I have high and low risk buckets of fees generated from 20 form types we have used over the years to charge customers for different services. Some forms are over two years old making them high risk for auditors. Fees change so revenue changes from year to year and we can process everything fast enough so there is a backlog. Forms less than two years or 1.5 years to the present are low risk. By employing a user defined format I assign a date interval as high risk and low risk for receipts and they get put into risk buckets accordingly, these are character variables. I have a coulmn for each form with high or low risk assigned as a character string.
PROBLEM: The fee column next door to the user defined character high or low risk columns is a numeric variable: fee.
When I go to put these in buckets in proc means the risk date format gets turned into number and anyhow I can't put fees in buckets for time interval risk. I need each user defined high or low risk record to attach to the fee amount and head for the right risk bucket.
Here's what I gathered from your description.
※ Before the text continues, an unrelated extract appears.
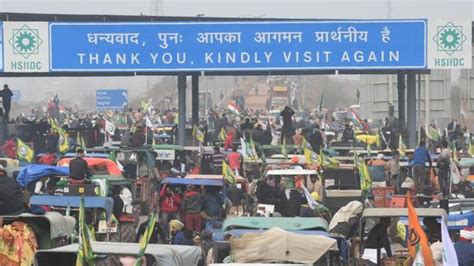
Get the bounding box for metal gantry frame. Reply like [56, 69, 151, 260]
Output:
[0, 13, 430, 145]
Let me know if this is accurate:
1. You have created a user defined format which displays SAS date values as "High Risk" or "Low Risk".
2. You have a series of column pairs: dates and fees. Are both these column types numeric? They probably should be.
3. You want to be able to use PROC MEANS (aka the summary statistics task) to summarize by "High Risk" and "Low Risk".
In the above case, you'll use your date column as a class variable, format it with the format you created, and use your fee column as the analysis variable. Here's some code I wrote, which hopefully is similar to what you're working with:
Thanks, sorry it took awhile to get back. But the date column is in SAS date format as a number. I use a query assigning a user defined format to maildate. This creates a date interval for high and low risk.
The result is a colum with each record assigned as high or low risk in character. When I go to filter the column I get a SAS date number for the record at the same time I get the high or low risk lable.
If I were to make them both numeric (I assume that the SAS date is not numeric) how can I get them to be the same?
Ah, it sounds like you really want to be able to filter on "High Risk" or "Low Risk". As you discovered, the filter will be processed against the unformatted date values, so the simple stuff won't work. What you could do is the following in an advanced filter:
The PUT function converts numeric to character, among its many charms. You could alternately create a brand new column, say Risk, and as the expression use put(date,bucket.). That would let you have a phyiscal column in the data for filtering, exporting, etc.